ECLI:NL:HR:2014:3330

Hoge Raad

Datum uitspraak
21 november 2014
Publicatiedatum
20 november 2014
Zaaknummer
14/04016
Instantie
Hoge Raad
Type
Uitspraak
Procedures
  • Cassatie
Rechters
Vindplaatsen
  • Rechtspraak.nl
AI samenvatting door LexboostAutomatisch gegenereerd

Niet-ontvankelijkheid van het beroep in cassatie wegens gebrek aan gronden

In deze zaak heeft de Hoge Raad op 21 november 2014 uitspraak gedaan in het beroep in cassatie van belanghebbende tegen een eerdere uitspraak van de Rechtbank Noord-Holland. De Rechtbank had op 26 juni 2014 uitspraak gedaan in een verzet tegen een naheffingsaanslag in de motorrijtuigenbelasting over de periode van 7 september 2011 tot en met 6 september 2012. Het beroep in cassatie werd ingediend, maar het beroepschrift bevatte niet de benodigde gronden van het beroep.

De griffier van de Hoge Raad heeft belanghebbende in de gelegenheid gesteld om het verzuim te herstellen door middel van aangetekende brieven op 25 augustus 2014 en 2 oktober 2014. Deze brieven zijn volgens de gegevens van Track&Trace van PostNL afgehaald, maar belanghebbende heeft geen gebruik gemaakt van de geboden gelegenheid om het verzuim te herstellen.

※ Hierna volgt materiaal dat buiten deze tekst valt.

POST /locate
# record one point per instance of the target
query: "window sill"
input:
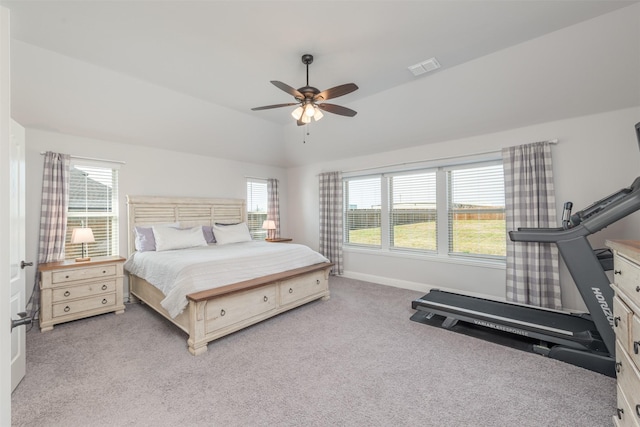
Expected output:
(450, 259)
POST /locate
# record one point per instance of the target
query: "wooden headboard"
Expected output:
(188, 211)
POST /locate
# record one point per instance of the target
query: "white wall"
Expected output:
(596, 155)
(147, 171)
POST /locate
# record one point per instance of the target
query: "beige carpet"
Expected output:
(355, 360)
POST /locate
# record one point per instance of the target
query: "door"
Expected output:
(17, 252)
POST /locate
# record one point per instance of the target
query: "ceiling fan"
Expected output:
(310, 100)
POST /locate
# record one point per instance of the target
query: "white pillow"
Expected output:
(231, 233)
(168, 238)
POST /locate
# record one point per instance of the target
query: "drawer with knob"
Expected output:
(83, 274)
(72, 290)
(67, 308)
(295, 289)
(240, 306)
(82, 291)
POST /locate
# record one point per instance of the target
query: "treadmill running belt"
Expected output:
(549, 319)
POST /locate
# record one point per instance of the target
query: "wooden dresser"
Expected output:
(72, 290)
(626, 312)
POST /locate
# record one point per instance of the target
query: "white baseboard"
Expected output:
(403, 284)
(413, 286)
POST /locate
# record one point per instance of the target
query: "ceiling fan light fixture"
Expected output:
(297, 113)
(309, 110)
(307, 96)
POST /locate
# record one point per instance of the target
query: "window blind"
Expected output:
(362, 211)
(476, 211)
(93, 203)
(412, 211)
(257, 207)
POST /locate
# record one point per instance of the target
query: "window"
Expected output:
(362, 211)
(449, 210)
(93, 203)
(476, 211)
(412, 211)
(256, 207)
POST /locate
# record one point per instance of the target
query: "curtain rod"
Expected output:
(42, 153)
(550, 141)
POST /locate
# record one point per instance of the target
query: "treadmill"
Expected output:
(585, 339)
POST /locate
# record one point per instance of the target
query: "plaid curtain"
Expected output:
(53, 215)
(273, 204)
(532, 268)
(331, 219)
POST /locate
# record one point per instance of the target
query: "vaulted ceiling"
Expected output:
(184, 75)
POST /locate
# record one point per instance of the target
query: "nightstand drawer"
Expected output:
(82, 291)
(83, 274)
(77, 306)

De Hoge Raad heeft vervolgens geoordeeld dat, nu herstel van het verzuim niet heeft plaatsgevonden, het beroep in cassatie niet-ontvankelijk verklaard moet worden op basis van artikel 6:6 van de Algemene wet bestuursrecht (Awb). De Hoge Raad heeft geen termen aanwezig geacht voor een veroordeling in de proceskosten.

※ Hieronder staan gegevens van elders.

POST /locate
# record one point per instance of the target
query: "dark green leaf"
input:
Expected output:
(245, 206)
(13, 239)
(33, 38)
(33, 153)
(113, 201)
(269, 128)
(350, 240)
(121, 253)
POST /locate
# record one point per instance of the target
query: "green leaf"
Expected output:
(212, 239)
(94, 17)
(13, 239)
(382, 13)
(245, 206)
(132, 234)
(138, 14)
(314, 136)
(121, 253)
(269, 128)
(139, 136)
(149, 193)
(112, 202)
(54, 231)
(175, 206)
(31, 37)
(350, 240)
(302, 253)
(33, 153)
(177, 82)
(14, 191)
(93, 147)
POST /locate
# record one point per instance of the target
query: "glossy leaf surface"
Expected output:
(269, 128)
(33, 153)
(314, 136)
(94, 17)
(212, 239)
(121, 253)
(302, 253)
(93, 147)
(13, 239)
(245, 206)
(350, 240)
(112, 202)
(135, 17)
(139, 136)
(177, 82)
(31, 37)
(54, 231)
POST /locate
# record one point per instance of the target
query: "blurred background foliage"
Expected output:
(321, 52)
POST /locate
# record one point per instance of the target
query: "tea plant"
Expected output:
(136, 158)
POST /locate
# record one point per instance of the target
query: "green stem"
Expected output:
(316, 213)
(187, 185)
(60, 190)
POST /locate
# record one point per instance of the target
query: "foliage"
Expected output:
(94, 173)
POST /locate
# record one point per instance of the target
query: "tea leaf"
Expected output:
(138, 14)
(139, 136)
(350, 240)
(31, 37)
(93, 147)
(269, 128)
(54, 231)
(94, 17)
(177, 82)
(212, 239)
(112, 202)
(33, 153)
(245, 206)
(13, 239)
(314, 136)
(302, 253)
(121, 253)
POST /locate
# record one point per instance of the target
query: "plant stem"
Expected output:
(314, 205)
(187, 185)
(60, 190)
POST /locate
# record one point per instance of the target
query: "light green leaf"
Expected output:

De beslissing van de Hoge Raad is openbaar uitgesproken en is gewezen door de vice-president en twee raadsheren, met de waarnemend griffier aanwezig. Dit arrest benadrukt het belang van het indienen van een volledig beroepschrift in cassatie, inclusief de gronden van het beroep.

Uitspraak

21 november 2014
Nr. 14/04016
Arrest
gewezen op het beroep in cassatie van
[X]te
[Z](hierna: belanghebbende) tegen de uitspraak van de
Rechtbank Noord-Hollandvan 26 juni 2014, nr. HAA 13/4064, op het verzet van belanghebbende tegen een uitspraak van de Rechtbank betreffende een aan belanghebbende opgelegde naheffingsaanslag in de motorrijtuigenbelasting over de periode 7 september 2011 tot en met 6 september 2012.

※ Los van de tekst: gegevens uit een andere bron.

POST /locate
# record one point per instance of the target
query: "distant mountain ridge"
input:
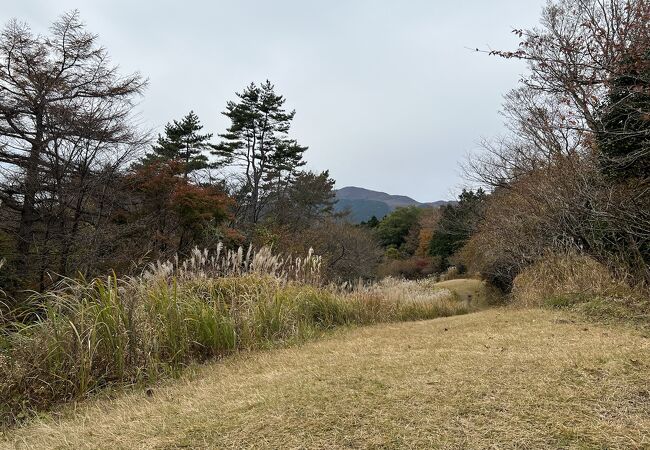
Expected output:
(364, 203)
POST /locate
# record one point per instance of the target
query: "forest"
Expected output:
(126, 255)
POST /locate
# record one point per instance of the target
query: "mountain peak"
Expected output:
(365, 203)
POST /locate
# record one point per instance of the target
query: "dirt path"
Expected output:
(498, 378)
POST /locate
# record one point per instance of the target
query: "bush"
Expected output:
(580, 283)
(411, 269)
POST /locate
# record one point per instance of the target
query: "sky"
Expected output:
(388, 94)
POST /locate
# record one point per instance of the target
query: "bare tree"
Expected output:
(65, 119)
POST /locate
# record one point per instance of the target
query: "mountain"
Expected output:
(365, 203)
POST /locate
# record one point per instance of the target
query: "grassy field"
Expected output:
(500, 378)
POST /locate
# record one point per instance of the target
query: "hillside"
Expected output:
(500, 378)
(365, 203)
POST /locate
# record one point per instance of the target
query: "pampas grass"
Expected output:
(89, 334)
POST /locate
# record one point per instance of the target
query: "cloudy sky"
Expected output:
(387, 93)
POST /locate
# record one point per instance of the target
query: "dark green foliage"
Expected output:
(182, 142)
(457, 223)
(373, 222)
(624, 140)
(308, 198)
(258, 141)
(394, 229)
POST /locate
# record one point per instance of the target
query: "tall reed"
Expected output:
(92, 333)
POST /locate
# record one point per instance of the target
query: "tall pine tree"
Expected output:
(624, 140)
(258, 142)
(182, 142)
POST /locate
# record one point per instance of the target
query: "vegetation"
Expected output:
(90, 334)
(476, 381)
(102, 283)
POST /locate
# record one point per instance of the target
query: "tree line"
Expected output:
(83, 191)
(572, 174)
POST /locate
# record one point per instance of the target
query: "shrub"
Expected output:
(578, 282)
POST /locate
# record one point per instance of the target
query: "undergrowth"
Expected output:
(89, 334)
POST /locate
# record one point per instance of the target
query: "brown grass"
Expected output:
(495, 379)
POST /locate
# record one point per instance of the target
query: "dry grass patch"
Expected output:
(495, 379)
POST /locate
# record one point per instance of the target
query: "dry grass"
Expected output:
(578, 282)
(495, 379)
(95, 334)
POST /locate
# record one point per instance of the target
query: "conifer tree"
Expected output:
(258, 142)
(182, 142)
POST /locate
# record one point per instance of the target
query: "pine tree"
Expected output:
(624, 140)
(258, 142)
(182, 142)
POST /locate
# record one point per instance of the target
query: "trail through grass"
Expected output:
(500, 378)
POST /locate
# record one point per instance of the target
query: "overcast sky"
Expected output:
(387, 94)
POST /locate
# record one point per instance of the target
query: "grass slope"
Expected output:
(499, 378)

1.Beoordeling van de ontvankelijkheid van het beroep in cassatie

Het beroepschrift in cassatie bevat niet de gronden van het beroep.
Bij aangetekende brieven van 25 augustus 2014 en 2 oktober 2014, die volgens de gegevens van Track&Trace van PostNL zijn afgehaald op de afhaallocatie, heeft de griffier van de Hoge Raad belanghebbende in de gelegenheid gesteld dat verzuim te herstellen. Belanghebbende heeft van deze gelegenheid geen gebruik gemaakt.
Nu herstel van het verzuim niet heeft plaatsgevonden, zal de Hoge Raad met toepassing van het bepaalde in artikel 6:6 Awb het beroep in cassatie niet-ontvankelijk verklaren.

2.Proceskosten

De Hoge Raad acht geen termen aanwezig voor een veroordeling in de proceskosten.

3.Beslissing

De Hoge Raad verklaart het beroep in cassatie niet-ontvankelijk.
Dit arrest is gewezen door de vice-president J.A.C.A. Overgaauw als voorzitter, en de raadsheren P.M.F. van Loon en L.F. van Kalmthout, in tegenwoordigheid van de waarnemend griffier E. Cichowski, en in het openbaar uitgesproken op 21 november 2014.